Amazon and other Big Tech firms have an uncanny ability to reduce prominent officials to economic illiteracy.

When Jeff Bezos’s company bought MGM Studios in 2021, Senator Josh Hawley, a hard-right Republican from Missouri, seethed that the sale should be blocked on the grounds that “Amazon is already a monopoly platform that owns e-commerce, shipping, groceries, and the cloud. They shouldn’t be permitted to buy anything else. Period.” For the record, MGM’s film industry market share at the time was about 7 percent — far less than that of Disney (25.5 percent), Sony (23 percent), or Universal (15.6 percent).

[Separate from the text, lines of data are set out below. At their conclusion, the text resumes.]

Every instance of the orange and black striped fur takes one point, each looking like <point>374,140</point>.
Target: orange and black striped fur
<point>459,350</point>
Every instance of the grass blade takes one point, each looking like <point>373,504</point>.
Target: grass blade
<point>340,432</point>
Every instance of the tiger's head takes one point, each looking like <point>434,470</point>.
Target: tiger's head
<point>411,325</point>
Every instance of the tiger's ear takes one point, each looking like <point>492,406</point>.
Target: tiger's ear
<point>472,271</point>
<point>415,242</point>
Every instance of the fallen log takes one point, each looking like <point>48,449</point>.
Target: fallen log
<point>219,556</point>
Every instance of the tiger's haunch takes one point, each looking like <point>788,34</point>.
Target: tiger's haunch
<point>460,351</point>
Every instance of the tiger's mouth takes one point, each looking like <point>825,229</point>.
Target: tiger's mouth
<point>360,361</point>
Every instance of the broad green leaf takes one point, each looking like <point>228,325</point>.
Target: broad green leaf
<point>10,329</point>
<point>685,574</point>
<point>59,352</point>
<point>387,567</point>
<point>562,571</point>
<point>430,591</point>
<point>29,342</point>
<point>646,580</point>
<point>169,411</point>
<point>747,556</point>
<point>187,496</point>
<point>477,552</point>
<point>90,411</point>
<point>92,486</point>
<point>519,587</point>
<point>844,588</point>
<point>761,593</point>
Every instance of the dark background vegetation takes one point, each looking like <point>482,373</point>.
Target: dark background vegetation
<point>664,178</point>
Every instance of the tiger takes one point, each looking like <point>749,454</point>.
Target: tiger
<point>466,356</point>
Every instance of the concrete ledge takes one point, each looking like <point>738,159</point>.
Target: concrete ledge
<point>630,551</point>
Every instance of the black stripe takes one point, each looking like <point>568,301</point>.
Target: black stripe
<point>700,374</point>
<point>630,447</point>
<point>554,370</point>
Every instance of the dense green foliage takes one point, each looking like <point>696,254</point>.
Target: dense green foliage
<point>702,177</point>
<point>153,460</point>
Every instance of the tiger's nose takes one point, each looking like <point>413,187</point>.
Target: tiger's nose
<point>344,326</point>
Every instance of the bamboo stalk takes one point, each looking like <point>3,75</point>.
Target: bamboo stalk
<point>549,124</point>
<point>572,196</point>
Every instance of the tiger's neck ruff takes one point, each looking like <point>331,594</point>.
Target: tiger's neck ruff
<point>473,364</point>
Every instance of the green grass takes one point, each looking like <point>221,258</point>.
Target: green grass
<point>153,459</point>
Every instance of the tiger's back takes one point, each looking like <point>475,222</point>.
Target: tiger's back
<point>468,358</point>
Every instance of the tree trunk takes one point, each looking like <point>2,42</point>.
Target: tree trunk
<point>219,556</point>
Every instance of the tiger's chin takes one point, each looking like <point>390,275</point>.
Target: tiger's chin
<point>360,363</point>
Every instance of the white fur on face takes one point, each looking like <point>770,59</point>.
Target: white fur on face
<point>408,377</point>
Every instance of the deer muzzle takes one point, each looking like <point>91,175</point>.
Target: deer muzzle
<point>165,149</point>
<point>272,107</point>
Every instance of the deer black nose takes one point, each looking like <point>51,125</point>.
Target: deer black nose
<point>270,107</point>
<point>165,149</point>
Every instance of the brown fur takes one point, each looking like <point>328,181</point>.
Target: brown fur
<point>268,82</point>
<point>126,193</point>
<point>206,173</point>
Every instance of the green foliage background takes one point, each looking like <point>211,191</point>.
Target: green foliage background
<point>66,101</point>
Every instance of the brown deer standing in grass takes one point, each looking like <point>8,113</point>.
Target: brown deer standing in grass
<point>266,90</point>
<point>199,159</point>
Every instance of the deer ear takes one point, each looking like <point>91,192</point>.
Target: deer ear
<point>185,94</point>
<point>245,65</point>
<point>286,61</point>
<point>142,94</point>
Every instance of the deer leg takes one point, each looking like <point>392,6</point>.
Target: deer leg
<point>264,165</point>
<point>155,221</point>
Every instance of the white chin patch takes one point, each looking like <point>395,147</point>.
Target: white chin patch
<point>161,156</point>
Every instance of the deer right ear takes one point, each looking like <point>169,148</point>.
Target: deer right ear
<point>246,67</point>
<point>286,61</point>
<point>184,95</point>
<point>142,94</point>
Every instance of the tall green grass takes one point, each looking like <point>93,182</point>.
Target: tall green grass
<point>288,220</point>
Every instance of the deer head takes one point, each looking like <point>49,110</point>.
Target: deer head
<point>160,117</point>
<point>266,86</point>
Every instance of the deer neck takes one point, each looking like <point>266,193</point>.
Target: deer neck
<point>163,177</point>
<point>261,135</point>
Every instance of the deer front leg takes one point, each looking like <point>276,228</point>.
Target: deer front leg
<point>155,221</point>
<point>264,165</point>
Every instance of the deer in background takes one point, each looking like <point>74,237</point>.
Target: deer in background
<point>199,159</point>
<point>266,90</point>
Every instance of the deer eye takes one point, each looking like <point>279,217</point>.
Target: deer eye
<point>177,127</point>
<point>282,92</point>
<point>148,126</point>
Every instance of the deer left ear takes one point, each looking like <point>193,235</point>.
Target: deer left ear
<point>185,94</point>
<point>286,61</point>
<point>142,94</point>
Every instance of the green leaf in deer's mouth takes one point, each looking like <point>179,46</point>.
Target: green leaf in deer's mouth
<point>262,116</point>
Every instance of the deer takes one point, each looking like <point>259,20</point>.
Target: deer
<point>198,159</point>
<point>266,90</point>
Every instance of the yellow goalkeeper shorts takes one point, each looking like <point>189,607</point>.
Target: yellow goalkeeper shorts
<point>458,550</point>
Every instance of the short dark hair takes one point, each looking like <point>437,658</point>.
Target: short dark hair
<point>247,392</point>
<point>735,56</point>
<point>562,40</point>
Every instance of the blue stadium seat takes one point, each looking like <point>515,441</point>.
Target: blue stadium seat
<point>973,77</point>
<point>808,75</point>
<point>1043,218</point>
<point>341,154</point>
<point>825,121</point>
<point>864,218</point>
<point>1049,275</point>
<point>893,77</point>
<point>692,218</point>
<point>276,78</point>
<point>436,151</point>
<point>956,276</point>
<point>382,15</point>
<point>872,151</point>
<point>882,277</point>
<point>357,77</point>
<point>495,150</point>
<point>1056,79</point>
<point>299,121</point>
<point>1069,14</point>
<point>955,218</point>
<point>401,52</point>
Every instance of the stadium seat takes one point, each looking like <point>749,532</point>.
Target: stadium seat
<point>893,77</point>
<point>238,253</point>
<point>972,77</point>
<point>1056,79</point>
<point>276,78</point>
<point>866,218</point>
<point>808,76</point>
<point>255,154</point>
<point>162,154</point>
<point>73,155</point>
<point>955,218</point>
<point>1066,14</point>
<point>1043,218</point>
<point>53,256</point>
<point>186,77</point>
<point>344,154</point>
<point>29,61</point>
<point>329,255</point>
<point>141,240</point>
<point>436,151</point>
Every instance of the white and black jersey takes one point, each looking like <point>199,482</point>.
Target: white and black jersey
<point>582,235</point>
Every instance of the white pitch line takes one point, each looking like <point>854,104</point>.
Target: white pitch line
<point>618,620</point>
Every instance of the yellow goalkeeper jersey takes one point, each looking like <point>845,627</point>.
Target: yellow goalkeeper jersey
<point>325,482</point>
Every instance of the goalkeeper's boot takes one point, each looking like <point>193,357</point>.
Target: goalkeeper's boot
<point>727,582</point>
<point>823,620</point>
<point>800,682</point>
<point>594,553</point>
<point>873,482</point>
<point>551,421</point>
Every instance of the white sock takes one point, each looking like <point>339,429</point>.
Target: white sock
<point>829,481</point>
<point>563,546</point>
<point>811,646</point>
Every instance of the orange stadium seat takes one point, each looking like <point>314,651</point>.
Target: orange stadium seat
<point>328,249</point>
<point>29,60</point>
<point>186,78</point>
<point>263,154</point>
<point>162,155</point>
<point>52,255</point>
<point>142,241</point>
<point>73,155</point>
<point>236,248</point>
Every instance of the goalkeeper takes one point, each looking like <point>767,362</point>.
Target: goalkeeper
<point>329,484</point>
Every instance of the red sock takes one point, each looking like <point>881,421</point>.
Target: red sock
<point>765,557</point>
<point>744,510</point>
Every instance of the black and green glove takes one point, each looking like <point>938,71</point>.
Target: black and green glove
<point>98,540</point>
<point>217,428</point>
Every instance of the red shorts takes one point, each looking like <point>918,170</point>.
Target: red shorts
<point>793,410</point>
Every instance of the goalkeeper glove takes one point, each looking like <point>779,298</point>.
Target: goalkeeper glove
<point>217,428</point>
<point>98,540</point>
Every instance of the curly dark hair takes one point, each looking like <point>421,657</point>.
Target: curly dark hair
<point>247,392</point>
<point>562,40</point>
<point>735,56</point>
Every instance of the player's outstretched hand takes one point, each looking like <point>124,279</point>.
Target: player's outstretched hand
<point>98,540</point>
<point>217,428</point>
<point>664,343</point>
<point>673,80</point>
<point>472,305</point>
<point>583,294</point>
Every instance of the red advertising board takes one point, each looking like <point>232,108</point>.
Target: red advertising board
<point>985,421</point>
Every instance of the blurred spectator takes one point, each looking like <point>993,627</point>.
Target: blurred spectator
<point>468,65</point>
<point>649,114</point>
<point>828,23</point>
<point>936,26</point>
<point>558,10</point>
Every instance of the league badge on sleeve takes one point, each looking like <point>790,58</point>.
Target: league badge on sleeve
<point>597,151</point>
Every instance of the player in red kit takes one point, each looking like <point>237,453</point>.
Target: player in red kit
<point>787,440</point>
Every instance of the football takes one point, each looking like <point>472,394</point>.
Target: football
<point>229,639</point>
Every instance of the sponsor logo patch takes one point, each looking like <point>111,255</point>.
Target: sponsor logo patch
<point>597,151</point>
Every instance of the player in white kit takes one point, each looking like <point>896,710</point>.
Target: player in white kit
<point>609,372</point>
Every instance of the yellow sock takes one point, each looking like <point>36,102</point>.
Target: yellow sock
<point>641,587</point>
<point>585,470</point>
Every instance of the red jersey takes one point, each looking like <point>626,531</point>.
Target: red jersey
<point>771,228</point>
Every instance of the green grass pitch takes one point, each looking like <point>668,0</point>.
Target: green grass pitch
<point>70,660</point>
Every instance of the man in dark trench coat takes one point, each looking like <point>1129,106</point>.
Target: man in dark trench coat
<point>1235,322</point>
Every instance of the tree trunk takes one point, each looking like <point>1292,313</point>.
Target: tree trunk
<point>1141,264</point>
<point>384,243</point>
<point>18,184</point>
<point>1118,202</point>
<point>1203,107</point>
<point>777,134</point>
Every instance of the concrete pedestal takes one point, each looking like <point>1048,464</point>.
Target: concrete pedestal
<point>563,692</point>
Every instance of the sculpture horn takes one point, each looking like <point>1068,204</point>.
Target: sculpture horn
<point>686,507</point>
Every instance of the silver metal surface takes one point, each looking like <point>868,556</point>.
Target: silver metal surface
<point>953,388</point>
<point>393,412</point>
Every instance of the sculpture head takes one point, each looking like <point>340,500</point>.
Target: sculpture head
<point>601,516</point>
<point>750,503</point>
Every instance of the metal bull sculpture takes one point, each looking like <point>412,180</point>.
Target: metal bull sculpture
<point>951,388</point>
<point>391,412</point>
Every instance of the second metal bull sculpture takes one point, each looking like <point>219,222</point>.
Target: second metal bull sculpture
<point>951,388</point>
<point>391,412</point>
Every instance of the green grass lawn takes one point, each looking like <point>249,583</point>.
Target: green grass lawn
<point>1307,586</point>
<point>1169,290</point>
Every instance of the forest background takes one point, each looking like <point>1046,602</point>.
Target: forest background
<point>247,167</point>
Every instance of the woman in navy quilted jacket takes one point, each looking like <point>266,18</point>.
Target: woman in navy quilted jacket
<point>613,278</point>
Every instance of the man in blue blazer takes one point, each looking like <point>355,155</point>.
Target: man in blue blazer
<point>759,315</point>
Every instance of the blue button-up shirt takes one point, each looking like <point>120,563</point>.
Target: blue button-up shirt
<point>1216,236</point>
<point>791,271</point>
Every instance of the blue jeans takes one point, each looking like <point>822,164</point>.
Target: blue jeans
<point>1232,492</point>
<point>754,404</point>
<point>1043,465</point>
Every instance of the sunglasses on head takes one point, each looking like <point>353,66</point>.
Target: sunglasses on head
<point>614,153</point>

Similarly, after Amazon acquired the Whole Foods supermarket chain, Senator Elizabeth Warren, the hard-left Democrat from Massachusetts, called for undoing the sale on antitrust grounds. Yet the acquisition of Whole Foods gave Amazon control of a mere 1 percent of the grocery market — a sliver of the 19 percent that Walmart commands.

If Amazon were a monopoly, its prices would be high and customers would have no recourse but to pay them. But Amazon’s prices are low. Year in, year out, it retains its standing as the online vendor with the cheapest prices. Indeed, one of the FTC’s indictments of Amazon is that it requires third-party sellers who use its platform to give Amazon customers their lowest price. That may give vendors a reason to gripe, but it’s great for consumers.

And that’s what matters most. The acid test for an unlawful monopoly is consumer welfare. A company that gives customers more choices, better service, and lower prices is no monopolist malefactor. In the space of a generation, Amazon has metamorphosed from a startup online bookseller to one of the most valuable, powerful, and diversified providers of goods and services the world has ever known. But the one thing it has not become is a monopoly. Which is why this is one lawsuit that deserves to fail.